Being Childfree on Mother’s Day

We all have mothers, but we are not all mothers.

A pretty obvious statement, but one that I think many people forget.  The advertising companies certainly do, as nearly every other advert on TV, or popping up on Facebook is reminding you, it’s not too late and you can still buy a present for your mother.

I chose to be childfree and my mother died seventeen years ago, so I no longer celebrate Mother’s Day. I wish my friends to have a lovely day and comment on their social media posts – I’m not a Mother’s Day Grinch.

The hardest celebration I had with my mother was when Mother’s Day fell a week after I’d had a termination. I was divorced, childless, aged 40, and not in love with the father; it was purely physical attraction.  Because I’d been married for eighteen years previously, I didn’t think the morning-after-pill was a real thing. The joke was on me!  

After making that mistake, I was sterilised, as I didn’t want to have a child at that age. My mother was 39 when she had me, and although we had a good relationship, I didn’t want, to be like her, an older mother with an only child.

Sitting through the lunch with her and my step-dad was hard work. Under no circumstances could I have told her what I had been through, she would have had a heart attack there and then, mid Sunday roast!

Many of you will disagree with my choice, but I’m extremely grateful to live in a country where I could make that decision.

Also, I didn’t share that story because I want people to feel sorry for me, but because I wanted to explain the dichotomy of choosing to have the termination, yet feeling upset about it. 

If you do choose to have a termination, you have still been a mother, even if for only a short time. Your hormones tell you, even if you know in your heart you are doing the right thing. 

The reason I’m writing this, Mothers’ Day isn’t a day of celebration for many women, for different reasons.

For these reasons, when everybody else is talking, sharing tales about what presents they had, some women will be fighting back tears and emotions.

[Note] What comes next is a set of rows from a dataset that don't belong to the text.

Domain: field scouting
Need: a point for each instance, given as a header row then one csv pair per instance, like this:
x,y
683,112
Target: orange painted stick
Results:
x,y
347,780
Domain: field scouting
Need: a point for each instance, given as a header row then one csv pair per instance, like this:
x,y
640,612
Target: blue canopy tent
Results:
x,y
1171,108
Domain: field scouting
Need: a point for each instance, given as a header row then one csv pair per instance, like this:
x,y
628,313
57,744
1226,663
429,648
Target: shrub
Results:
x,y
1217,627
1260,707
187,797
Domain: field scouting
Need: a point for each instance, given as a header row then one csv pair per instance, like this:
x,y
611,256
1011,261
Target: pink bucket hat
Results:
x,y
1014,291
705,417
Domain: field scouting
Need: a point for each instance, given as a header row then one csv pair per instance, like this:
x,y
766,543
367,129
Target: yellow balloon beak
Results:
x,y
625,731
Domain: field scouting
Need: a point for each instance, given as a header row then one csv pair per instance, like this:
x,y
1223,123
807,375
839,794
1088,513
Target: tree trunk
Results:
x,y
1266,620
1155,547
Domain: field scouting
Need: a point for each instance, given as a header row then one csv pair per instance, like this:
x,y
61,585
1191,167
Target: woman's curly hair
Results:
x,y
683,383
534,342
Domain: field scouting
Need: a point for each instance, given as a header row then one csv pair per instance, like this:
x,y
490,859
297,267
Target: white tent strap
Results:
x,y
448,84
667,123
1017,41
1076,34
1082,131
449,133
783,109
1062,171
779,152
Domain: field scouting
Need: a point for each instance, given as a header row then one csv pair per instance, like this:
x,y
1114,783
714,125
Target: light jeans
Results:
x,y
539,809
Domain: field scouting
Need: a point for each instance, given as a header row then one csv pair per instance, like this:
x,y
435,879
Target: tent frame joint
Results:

Seven reasons why people may not want to celebrate Mother’s Day:

  • You may be estranged from your mother and are unable or unwilling to contact her.
  • You have an unhealthy relationship with her, and have completely lost touch with her.
  • Be estranged from one of more of your children due to all sorts of different circumstances, none of which make the situation any better to bear.
  • Your mother passed away when you were very young and don’t remember her, but still feel her loss in your life and don’t want to dwell on it.
  • Your mother passed away recently and the loss is too hard to contemplate celebrating.
  • You are battling infertility and having mother’ day shoved in your face, just reminds you of what you are missing out on.
  • You may have recently lost a child. Nothing is going to console you for this.
  • You may have had to give your child up for adoption or recently aborted your child, and the thought of not being able to hold your child can be terrible. And you can be made to feel like a failure.

Mother’s Day is a wonderful time to celebrate your mother, or people in your life who ‘mother’ you, and support you.

We are all unique, accepting what life throws at us in our own ways.  However, I would say, give a thought to those women who are dreading the day, and may not have the capacity to fully invest their emotions along with the rest of us.